DC Circuit Strikes Down Most of FCC Open Internet Order

On January 14, 2014, a three-judge panel of the US Court of Appeals for the DC Circuit largely struck down the December 2010 Open Internet Order of the Federal Communications Commission (FCC) that would require the owners of the nation’s broadband infrastructure — companies like Comcast and Verizon — to administer their networks in a manner that does not hinder consumers’ choice of Internet content. This concept is also known as “net neutrality.” The opinion is available here (Verizon v. FCC, No. 11-1355).

The Court held that the FCC has authority to impose net neutrality requirements on regulated telecommunications companies, but that the bulk of the Open Internet Order exceeds the bounds of that authority. That is, the FCC has not classified broadband providers as regulated telecommunications companies — “common carriers” — and thus cannot impose net neutrality rules on them.

The Court reviewed the Open Internet Order in three parts:

  • A “transparency” rule that requires broadband providers to disclose clearly to consumers the way in which their facilities are managed and what type of service performance the consumer can expect.
  • An “anti-blocking” rule that would prevent broadband providers from blocking consumer access to lawful Internet content absent some need to protect the network.
  • An “anti-discrimination” rule that would prevent broadband providers from favoring their own content, or content that they somehow prefer, over the content that consumers attempt to access from third parties, again absent some need to protect the network.

The DC Circuit struck down the latter two rules.

The panel’s decision turned on its answer to this question: Are broadband providers “common carriers” that can be regulated in the way that they operate networks? The Court reviewed the FCC’s historical treatment of cable modems and Digital Subscriber Line service in which it found that they are not “common carrier” services subject to telecommunications regulation. The FCC did not change this conclusion in the Open Internet Order. Instead, it stated that the new rules are not “common carrier” requirements. The Court rejected that idea, explaining that the anti-blocking and anti-discrimination rules are classic common carrier regulations similar to rules that apply to telephone networks. The transparency rule, by contrast, simply regards consumer disclosure and, according to the DC Circuit, lawfully may be imposed on broadband providers.

FCC Chairman Wheeler has reacted to the decision by stating that the agency “will consider all available options, including those for appeal, to ensure that these networks on which the Internet depends continue to provide a free and open platform for innovation and expression, and operate in the interest of all Americans.”

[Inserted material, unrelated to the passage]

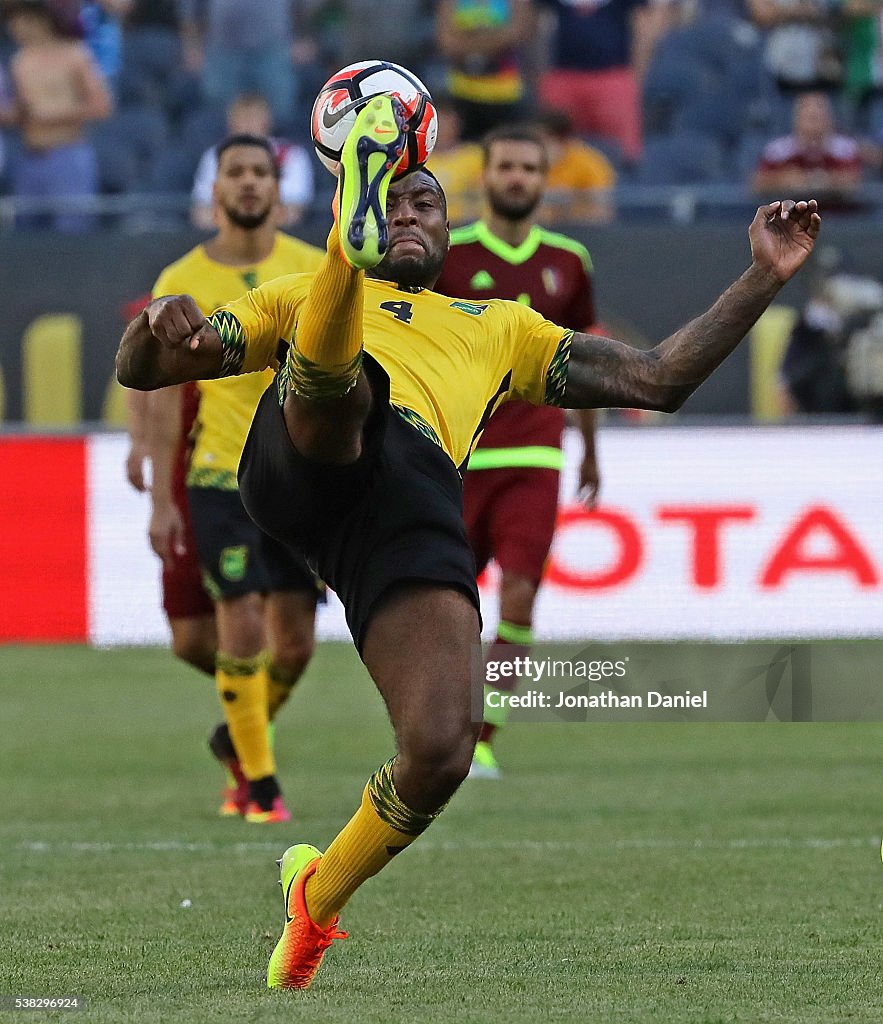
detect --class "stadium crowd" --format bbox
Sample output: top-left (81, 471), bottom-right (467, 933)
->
top-left (0, 0), bottom-right (883, 230)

The Court’s decision means that the FCC cannot adopt net neutrality rules without changing the regulatory classification of broadband providers and treating them as common carriers. The partial dissent of one panel member, Judge Silberman, would seem to discourage that course, arguing that the Commission must find not only that the providers are common carriers but also that they have monopoly control over the broadband network. We await the FCC’s decision whether to appeal this decision to the US Supreme Court, open a new proceeding, or do nothing in hopes that the promised new 2015 legislation solves the net neutrality issue for once and all.